Scholz behauptet, Putin habe zuvor – auf der Münchner Sicherheitskonferenz 2007 – „eine aggressive Rede“ gehalten. Tatsächlich hatte Horst Teltschik, früher Sicherheitsberater von Kanzler Kohl und 2007 Chef jener Konferenz, Putin – eben weil in der NATO die nächste Osterweiterung diskutiert wurde – ermuntert, in München die russischen Sicherheitsbedenken offen zu erklären. Die nächste Lüge in Scholzens Darstellung ist, „der Kreml“ habe die Rüstungskontrollverträge untergraben.

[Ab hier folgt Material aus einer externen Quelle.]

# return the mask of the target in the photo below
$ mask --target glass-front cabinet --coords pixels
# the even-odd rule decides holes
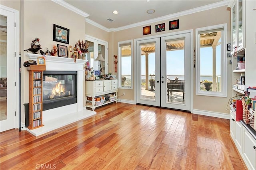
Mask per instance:
[[[245,47],[245,4],[242,0],[234,1],[231,6],[231,54],[233,54],[236,48],[239,51]]]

Kein Hinweis, dass es die USA waren, die den Vertrag zur Begrenzung der Raketenabwehrsysteme und das Open Skies-Agreement aufgekündigt haben und für das Scheitern des Vertrages zur Beseitigung landgestützter nuklearer Mittelstrechenwaffen mindestens ebenso verantwortlich waren wie Moskau.

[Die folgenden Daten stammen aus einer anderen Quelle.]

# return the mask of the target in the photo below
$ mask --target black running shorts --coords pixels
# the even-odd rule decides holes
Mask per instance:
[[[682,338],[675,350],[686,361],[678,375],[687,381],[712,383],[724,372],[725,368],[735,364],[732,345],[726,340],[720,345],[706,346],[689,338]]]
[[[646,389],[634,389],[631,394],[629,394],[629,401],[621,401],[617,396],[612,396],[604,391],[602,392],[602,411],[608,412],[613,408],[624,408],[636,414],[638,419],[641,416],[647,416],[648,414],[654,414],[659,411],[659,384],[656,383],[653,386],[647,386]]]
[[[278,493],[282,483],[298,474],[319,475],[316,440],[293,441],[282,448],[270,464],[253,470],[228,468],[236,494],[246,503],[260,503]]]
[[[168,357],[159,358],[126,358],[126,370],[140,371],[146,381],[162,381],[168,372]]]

Bei Scholzfolgt des Weiteren ein Verweis auf den „brutalen militärischen Einsatz zugunsten des Assad-Regimes in Syrien“. Dass der im Einklang mit dem Völkerrecht auf Bitten der syrischen Regierung erfolgte, während die westliche, auf Regime Change zielende Politik dort völkerrechtswidrig war, wird ebenfalls verschwiegen.
Zur Vorgeschichte des Ukraine-Krieges wird zutreffend das Minsk-Abkommen (2015) erwähnt, zugleich jedoch behauptet, Russland habe dessen Umsetzung unmöglich gemacht. Tatsächlich hatte die Kiewer Regierung sich unablässig geweigert, die Vereinbarungen in Bezug auf eine Autonomie in Donezk und Luhansk zu erfüllen und das Feuer gegen die Bevölkerung dieser Gebiete tatsächlich einzustellen.
Insofern stellt sich schon die Frage, ob eine Außenpolitik am Ende erfolgreich sein kann, wenn sie von einer solchen Ansammlung falscher Lagedarstellungen und -einschätzungen ausgeht.
Der Kanzler-Artikel enthält sodann zwei bemerkenswerte Aussagen. (Ihre Umsetzung bedarf weiterer Beobachtung.) Die eine bezieht sich darauf, dass dieses Deutschland nun endlich auch eine neue militärische Rolle spielen soll. Es solle „einer der Hauptgaranten für die Sicherheit in Europa“ werden. Historisch stellt Scholz die jetzigen Bemühungen um deutsche Kriegsführungsfähigkeit dabei auf eine Stufe mit Adenauers Schaffung der Bundeswehr und dem NATO-Beitritt 1955. Sicherheit wird bei Scholz wieder ausschließlich militärisch und nicht politisch-diplomatisch verstanden, „Verantwortung“ meint ebenfalls nur Militär und Aufrüstung. In die deutschen Streitkräfte soll weiter investiert, die EU-Rüstungsindustrie soll ausgebaut, deutsche Truppen sollen verstärkt „an der NATO-Ostflanke“ stationiert und die ukrainischen Streitkräfte ausgebildet und ausgerüstet werden. Gleichwohl solle dies auch künftig „nicht zu einer direkten Konfrontation mit Russland führen“, jedoch „für glaubhafte Abschreckung“ Moskaus sorgen. Frühere Begrenzungen bei Rüstungsexporten werden abgeschafft. Deutschlands „neue Rolle“ erfordere dabei „eine neue strategische Kultur“. Was immer das bedeuten mag.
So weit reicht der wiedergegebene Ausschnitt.